Но у Лаврентия не моя душа. Иная. С круглыми очками. Услышав из воды, что незнакомка является участницей спартакиады, — он представился ей и вежливо пригласил её в глиссер обсудить негласные проблемы отечественного плавания. Чемпионка обрадовалась и стала выбираться из волн.
Будь Молотов писателем, он легко представил бы себе — что происходит в это время с Лаврентием.
Ухватившись за борт, спортсменка, по всей видимости, выталкивает сперва из Чёрного моря верхнюю часть молодого и крепкого туловища. И эта часть Лаврентию очень нравится. Загорелостью. А также компактностью сисек. Тем более, что у его жены Нино они как раз некомпактные.
Потом спортсменка ослепляет Лаврентия белоснежной улыбкой и перебрасывает через кромку борта левую ногу. Которая своим тёплым бронзовым светом согревает министру глаза и возвращает им умение видеть.
Разглядев на ней с близкого расстояния дрожащие мускулы и прозрачные капельки морской влаги, Лаврентий — хотя и отдыхал — сильно разволновался. И стал делать вид, что больше всего его беспокоит уже не государственная безопасность, а безопасное перемещение из воды в глиссер чемпионской плоти.
Которую — в заботе о ней — Лаврентий облапил за руку и ногу. То есть — начал этой плотью владеть, поскольку прикосновение и кладёт начало владению.
Зато потерял контроль над собственной, наркомовской, плотью. Она одеревенела. Хотя голова, наоборот, пошла кругом. Ни Шопен, ни даже Рахманинов не смогли бы уже вытеснить из неё мингрельские зачины.
А мингрелы — самое горячее из грузинских племён. Питаются перцем, к которому примешивают прочие продукты. И при этом возбуждаются. Потому, что продукты — скажем, картошку — предварительно раздевают.
Молотов — будь он даже писателем — не способен не только испытать, но и вообразить состояние, овладевшее в глиссере Главным Мингрелом.

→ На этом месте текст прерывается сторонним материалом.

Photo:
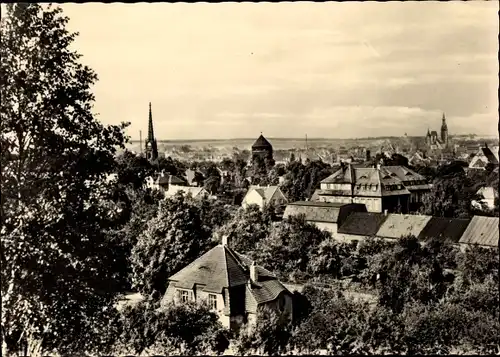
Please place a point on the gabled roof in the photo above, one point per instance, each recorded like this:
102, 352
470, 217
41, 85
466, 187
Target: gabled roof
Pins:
174, 180
490, 155
481, 230
488, 193
404, 173
397, 225
315, 211
220, 268
362, 223
444, 229
261, 143
266, 192
194, 191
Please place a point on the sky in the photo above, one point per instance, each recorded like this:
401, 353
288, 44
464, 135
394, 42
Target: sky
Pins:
328, 70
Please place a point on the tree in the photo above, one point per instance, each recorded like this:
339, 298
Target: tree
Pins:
327, 258
269, 336
287, 246
181, 329
56, 205
142, 208
245, 229
133, 169
175, 236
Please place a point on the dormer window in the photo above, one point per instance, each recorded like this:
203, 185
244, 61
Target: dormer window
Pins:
185, 295
212, 301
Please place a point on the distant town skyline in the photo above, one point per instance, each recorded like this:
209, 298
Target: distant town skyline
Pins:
328, 70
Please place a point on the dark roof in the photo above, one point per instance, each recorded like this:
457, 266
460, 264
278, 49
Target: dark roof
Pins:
221, 267
444, 229
397, 225
490, 156
362, 223
261, 143
481, 230
174, 180
314, 211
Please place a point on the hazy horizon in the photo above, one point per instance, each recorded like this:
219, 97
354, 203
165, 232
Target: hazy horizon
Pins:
329, 70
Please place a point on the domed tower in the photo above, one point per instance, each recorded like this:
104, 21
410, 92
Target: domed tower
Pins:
262, 148
151, 145
444, 132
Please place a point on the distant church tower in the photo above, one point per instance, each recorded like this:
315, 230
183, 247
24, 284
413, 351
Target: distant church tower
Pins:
151, 147
444, 132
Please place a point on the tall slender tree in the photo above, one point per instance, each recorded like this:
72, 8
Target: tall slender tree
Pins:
55, 159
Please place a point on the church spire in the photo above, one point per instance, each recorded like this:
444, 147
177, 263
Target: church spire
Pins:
151, 135
151, 147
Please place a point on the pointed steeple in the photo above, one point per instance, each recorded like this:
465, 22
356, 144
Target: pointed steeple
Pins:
151, 135
151, 146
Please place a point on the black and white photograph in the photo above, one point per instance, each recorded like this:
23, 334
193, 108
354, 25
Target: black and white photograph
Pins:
241, 179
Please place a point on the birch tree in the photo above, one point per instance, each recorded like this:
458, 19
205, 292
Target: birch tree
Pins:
55, 159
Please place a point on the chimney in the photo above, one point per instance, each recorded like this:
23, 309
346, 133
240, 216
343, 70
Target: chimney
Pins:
253, 272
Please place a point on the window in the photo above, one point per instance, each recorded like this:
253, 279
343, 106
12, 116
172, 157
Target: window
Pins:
184, 295
212, 301
281, 303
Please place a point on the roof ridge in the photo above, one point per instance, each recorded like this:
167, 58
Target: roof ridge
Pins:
225, 264
235, 257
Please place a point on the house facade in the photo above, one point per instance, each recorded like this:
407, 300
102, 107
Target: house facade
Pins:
264, 195
195, 192
380, 189
324, 215
232, 285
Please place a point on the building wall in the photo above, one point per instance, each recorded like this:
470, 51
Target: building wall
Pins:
253, 198
336, 186
327, 226
198, 295
373, 204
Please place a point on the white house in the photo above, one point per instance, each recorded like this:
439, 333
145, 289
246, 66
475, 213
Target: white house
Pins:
489, 194
262, 196
195, 192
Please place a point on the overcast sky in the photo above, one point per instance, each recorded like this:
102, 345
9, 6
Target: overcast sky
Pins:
331, 70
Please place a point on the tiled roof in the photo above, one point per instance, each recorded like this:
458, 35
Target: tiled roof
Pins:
174, 180
343, 175
362, 223
216, 269
492, 158
267, 290
194, 191
488, 193
444, 229
220, 268
404, 173
261, 143
314, 211
397, 225
481, 230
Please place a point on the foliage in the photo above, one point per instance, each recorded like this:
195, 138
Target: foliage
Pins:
477, 264
328, 257
214, 214
269, 336
143, 207
301, 180
245, 229
183, 329
56, 202
410, 272
287, 246
133, 169
175, 236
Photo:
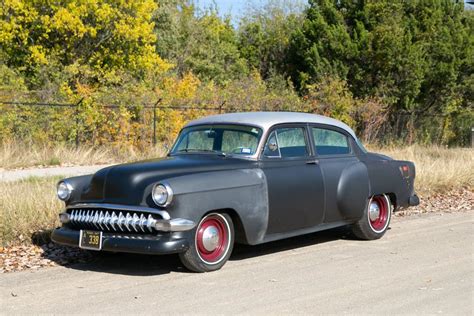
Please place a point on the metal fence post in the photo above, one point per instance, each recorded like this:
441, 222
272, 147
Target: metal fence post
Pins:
221, 106
472, 137
154, 121
77, 121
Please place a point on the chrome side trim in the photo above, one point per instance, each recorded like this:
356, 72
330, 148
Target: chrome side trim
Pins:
175, 225
118, 207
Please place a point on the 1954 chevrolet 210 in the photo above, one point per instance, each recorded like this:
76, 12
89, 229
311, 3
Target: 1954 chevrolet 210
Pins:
244, 177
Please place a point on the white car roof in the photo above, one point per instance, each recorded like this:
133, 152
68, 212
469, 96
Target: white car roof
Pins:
266, 120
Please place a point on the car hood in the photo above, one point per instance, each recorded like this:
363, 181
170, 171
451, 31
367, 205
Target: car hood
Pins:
130, 184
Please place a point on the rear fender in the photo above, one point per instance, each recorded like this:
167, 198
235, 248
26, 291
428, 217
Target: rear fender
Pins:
353, 191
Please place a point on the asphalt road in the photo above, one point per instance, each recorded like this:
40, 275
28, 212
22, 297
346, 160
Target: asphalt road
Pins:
423, 265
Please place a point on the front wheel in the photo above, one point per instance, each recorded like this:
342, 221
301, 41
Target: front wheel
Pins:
212, 245
374, 223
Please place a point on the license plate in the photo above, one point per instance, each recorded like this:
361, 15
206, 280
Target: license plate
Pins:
90, 240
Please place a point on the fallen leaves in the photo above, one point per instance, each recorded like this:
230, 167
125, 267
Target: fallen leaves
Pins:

Способен зато тбилисский чекист. Который поэтому тотчас же вызвался заменить Лаврентия за рулём. С тем, чтобы тот освободил руки и в кормовом отсеке водного транспорта обсудил с физкультурницей свою негласную проблему. Но очень назревшую.
Лаврентий, однако, объявил ему, что в присутствии провинциального чекиста чемпионка побрезгует ввязываться в дискуссию. Не отводя от неё глаз, он велел чекисту покинуть транспорт. На что как раз тот оказался неспособен, ибо — в отличие от блондинки — плавать не умел.
И тогда Главный Мингрел с непрямой речи переходит вдруг на самую прямую. Грязно ругается и брезгливо сталкивает чекиста в сердитые волны.
Хотя его потом спасли, я вычитал Лаврентию морду. В присутствии того же Молотова. Который и рассказал мне об этом случае. И которого вместе с Лаврентием я попросил задержаться после ужина в честь открытия спартакиады.